Usually we don’t directly interact with a base Annotation object, but rather with a subclass of it. The objectType tells you what type of Annotation you are dealing with. The funnel describes how the Annotation should be interpreted by a client application. This allows using the same objectType for different applications (by using a different funnel) as long as the structure of the annotations is the same.

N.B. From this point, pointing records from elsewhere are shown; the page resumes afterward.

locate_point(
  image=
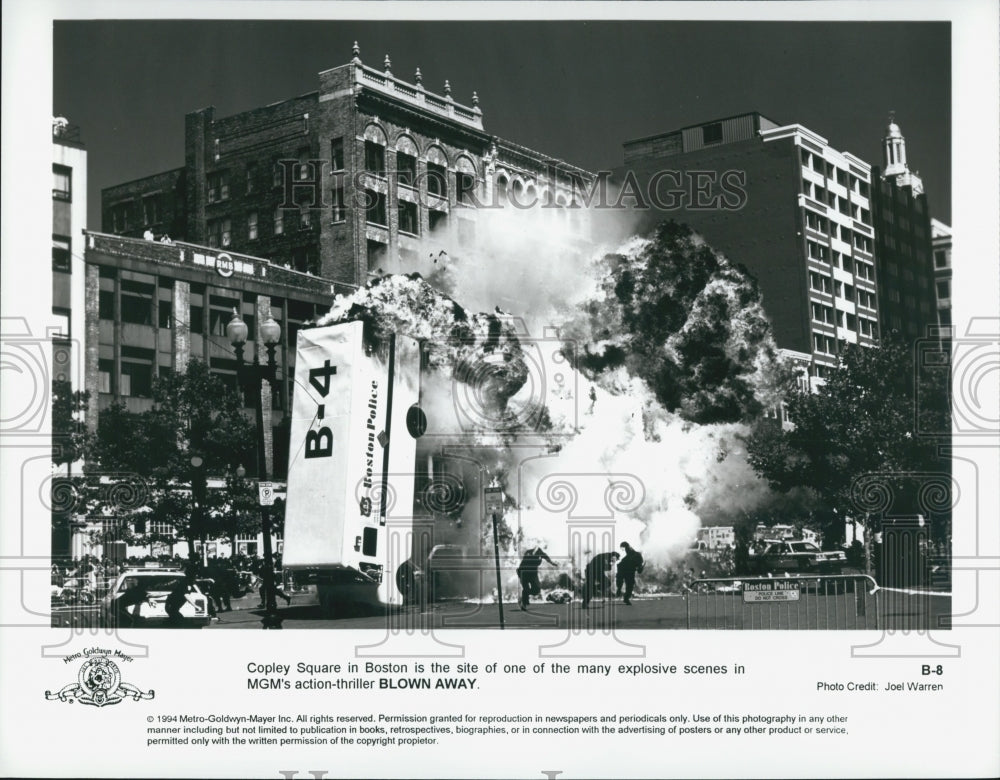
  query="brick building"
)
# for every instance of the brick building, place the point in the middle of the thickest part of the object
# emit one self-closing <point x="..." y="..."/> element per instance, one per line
<point x="352" y="179"/>
<point x="781" y="201"/>
<point x="69" y="217"/>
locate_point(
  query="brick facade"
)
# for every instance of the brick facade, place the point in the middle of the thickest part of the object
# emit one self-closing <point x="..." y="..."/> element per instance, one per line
<point x="311" y="212"/>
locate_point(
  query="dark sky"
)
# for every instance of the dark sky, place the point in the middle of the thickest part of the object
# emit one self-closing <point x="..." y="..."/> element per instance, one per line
<point x="573" y="90"/>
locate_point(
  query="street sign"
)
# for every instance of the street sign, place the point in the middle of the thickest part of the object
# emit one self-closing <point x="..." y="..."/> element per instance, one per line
<point x="775" y="590"/>
<point x="224" y="265"/>
<point x="494" y="501"/>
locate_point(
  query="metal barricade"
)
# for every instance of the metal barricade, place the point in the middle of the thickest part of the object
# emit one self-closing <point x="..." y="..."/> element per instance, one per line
<point x="816" y="602"/>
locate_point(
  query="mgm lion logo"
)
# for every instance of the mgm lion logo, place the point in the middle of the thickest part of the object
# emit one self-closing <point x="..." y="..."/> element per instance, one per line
<point x="99" y="682"/>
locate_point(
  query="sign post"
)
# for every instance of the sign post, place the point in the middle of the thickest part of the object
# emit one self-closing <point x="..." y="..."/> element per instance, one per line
<point x="494" y="507"/>
<point x="265" y="493"/>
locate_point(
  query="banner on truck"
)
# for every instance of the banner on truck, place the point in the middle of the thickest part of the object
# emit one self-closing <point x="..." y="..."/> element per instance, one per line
<point x="351" y="458"/>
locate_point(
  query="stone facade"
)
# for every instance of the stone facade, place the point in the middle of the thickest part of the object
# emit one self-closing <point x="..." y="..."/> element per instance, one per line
<point x="369" y="174"/>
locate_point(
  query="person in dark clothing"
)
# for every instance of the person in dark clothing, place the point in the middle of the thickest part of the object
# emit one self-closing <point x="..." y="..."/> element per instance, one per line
<point x="629" y="566"/>
<point x="176" y="599"/>
<point x="596" y="576"/>
<point x="128" y="603"/>
<point x="527" y="573"/>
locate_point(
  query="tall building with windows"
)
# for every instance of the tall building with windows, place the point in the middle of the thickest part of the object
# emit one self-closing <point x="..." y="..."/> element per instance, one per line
<point x="780" y="200"/>
<point x="941" y="244"/>
<point x="351" y="179"/>
<point x="69" y="217"/>
<point x="151" y="307"/>
<point x="903" y="260"/>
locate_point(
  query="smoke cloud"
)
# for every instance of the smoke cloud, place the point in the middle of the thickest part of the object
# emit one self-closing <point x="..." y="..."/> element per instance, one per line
<point x="634" y="365"/>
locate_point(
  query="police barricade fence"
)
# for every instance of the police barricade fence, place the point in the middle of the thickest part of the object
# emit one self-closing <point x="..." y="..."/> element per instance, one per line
<point x="818" y="601"/>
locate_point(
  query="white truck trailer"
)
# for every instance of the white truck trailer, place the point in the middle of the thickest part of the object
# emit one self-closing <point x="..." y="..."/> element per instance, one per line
<point x="349" y="513"/>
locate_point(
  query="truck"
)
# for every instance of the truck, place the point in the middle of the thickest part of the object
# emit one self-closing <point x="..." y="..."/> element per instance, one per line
<point x="355" y="421"/>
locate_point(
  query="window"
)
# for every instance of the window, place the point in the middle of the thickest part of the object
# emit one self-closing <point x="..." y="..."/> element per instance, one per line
<point x="465" y="187"/>
<point x="165" y="318"/>
<point x="106" y="305"/>
<point x="220" y="232"/>
<point x="162" y="528"/>
<point x="61" y="253"/>
<point x="406" y="168"/>
<point x="120" y="217"/>
<point x="137" y="302"/>
<point x="377" y="252"/>
<point x="218" y="186"/>
<point x="824" y="344"/>
<point x="437" y="184"/>
<point x="374" y="158"/>
<point x="62" y="182"/>
<point x="816" y="251"/>
<point x="137" y="372"/>
<point x="376" y="213"/>
<point x="62" y="317"/>
<point x="711" y="134"/>
<point x="466" y="232"/>
<point x="822" y="313"/>
<point x="337" y="154"/>
<point x="819" y="282"/>
<point x="339" y="207"/>
<point x="408" y="218"/>
<point x="304" y="168"/>
<point x="816" y="222"/>
<point x="221" y="312"/>
<point x="197" y="318"/>
<point x="151" y="210"/>
<point x="251" y="177"/>
<point x="105" y="370"/>
<point x="437" y="220"/>
<point x="304" y="260"/>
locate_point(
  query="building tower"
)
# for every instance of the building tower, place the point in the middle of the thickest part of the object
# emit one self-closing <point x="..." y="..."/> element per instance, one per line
<point x="906" y="284"/>
<point x="894" y="158"/>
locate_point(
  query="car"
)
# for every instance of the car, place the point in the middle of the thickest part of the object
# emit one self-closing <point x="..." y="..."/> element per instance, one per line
<point x="139" y="599"/>
<point x="800" y="557"/>
<point x="559" y="596"/>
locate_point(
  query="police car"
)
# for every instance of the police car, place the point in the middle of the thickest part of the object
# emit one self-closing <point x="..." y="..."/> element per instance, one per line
<point x="139" y="598"/>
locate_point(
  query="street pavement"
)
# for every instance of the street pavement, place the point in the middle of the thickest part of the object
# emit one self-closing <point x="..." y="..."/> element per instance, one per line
<point x="895" y="611"/>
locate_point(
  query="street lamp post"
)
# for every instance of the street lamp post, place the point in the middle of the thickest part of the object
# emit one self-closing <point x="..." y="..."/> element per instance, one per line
<point x="198" y="500"/>
<point x="253" y="375"/>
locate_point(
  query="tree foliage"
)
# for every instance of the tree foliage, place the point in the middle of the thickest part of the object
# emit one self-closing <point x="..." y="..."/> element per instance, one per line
<point x="139" y="464"/>
<point x="862" y="422"/>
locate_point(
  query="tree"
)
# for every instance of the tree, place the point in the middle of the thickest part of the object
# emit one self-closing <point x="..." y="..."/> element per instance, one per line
<point x="862" y="422"/>
<point x="195" y="429"/>
<point x="69" y="432"/>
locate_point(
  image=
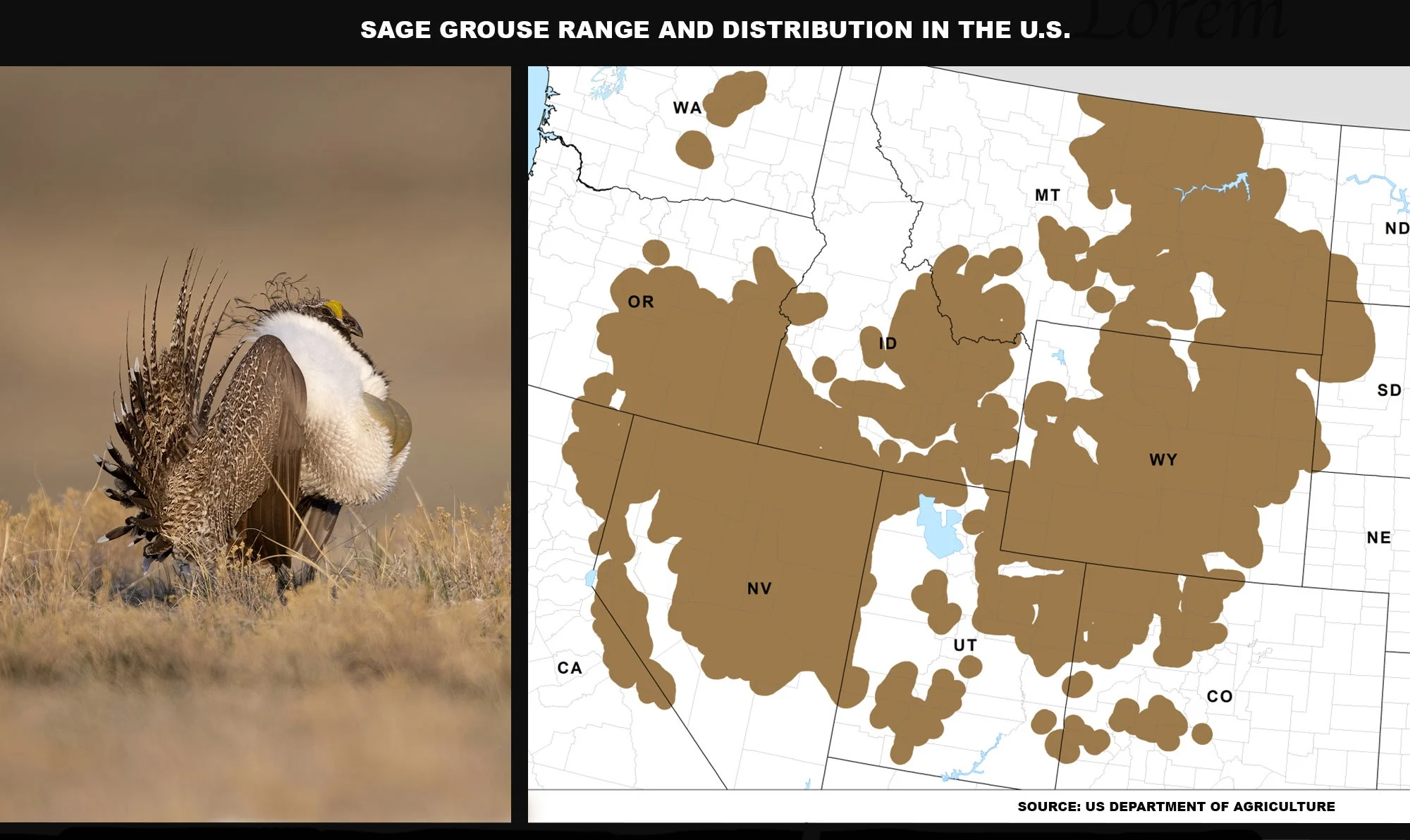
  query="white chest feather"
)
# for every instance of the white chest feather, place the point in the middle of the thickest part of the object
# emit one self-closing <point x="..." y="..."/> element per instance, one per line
<point x="348" y="455"/>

objectType funnel description

objectType	funnel	description
ClipAnnotation	`ClipAnnotation` and `ReviewComment`	Used by the Limecraft Flow UI Logger application to represent 'subclips' and 'comments'
StructuredAnnotation	Application-depended value.	The StructuredAnnotation represents an annotation with structured information in it.
StructuredAnnotation	`Subtitle`	Represents the subtitles of a clip in a particular language, with a particular subtitle template. The Annotation always covers the entire range.
MediaObjectAnnotation	`MediaObjectAnnotation`	This contains metadata applicable to the entire clip. It automatically exists for all clips. Its `start` is always 0, and its `end` is always equal to the `duration` of the MediaObject (so, the entire range).
TranscriptAnnotation	`TranscriptAnnotation`	Used by the Limecraft Flow Transcriber application. It represents a single paragraph of timecoded transcript text in a particular language.

ClipAnnotation

ClipAnnotation and ReviewComment

Used by the Limecraft Flow UI Logger application to represent 'subclips' and 'comments'

StructuredAnnotation

Application-depended value.

The StructuredAnnotation represents an annotation with structured information in it.

StructuredAnnotation

Subtitle

Represents the subtitles of a clip in a particular language, with a particular subtitle template. The Annotation always covers the entire range.

MediaObjectAnnotation

MediaObjectAnnotation

This contains metadata applicable to the entire clip. It automatically exists for all clips. Its start is always 0, and its end is always equal to the duration of the MediaObject (so, the entire range).

TranscriptAnnotation

TranscriptAnnotation

Used by the Limecraft Flow Transcriber application. It represents a single paragraph of timecoded transcript text in a particular language.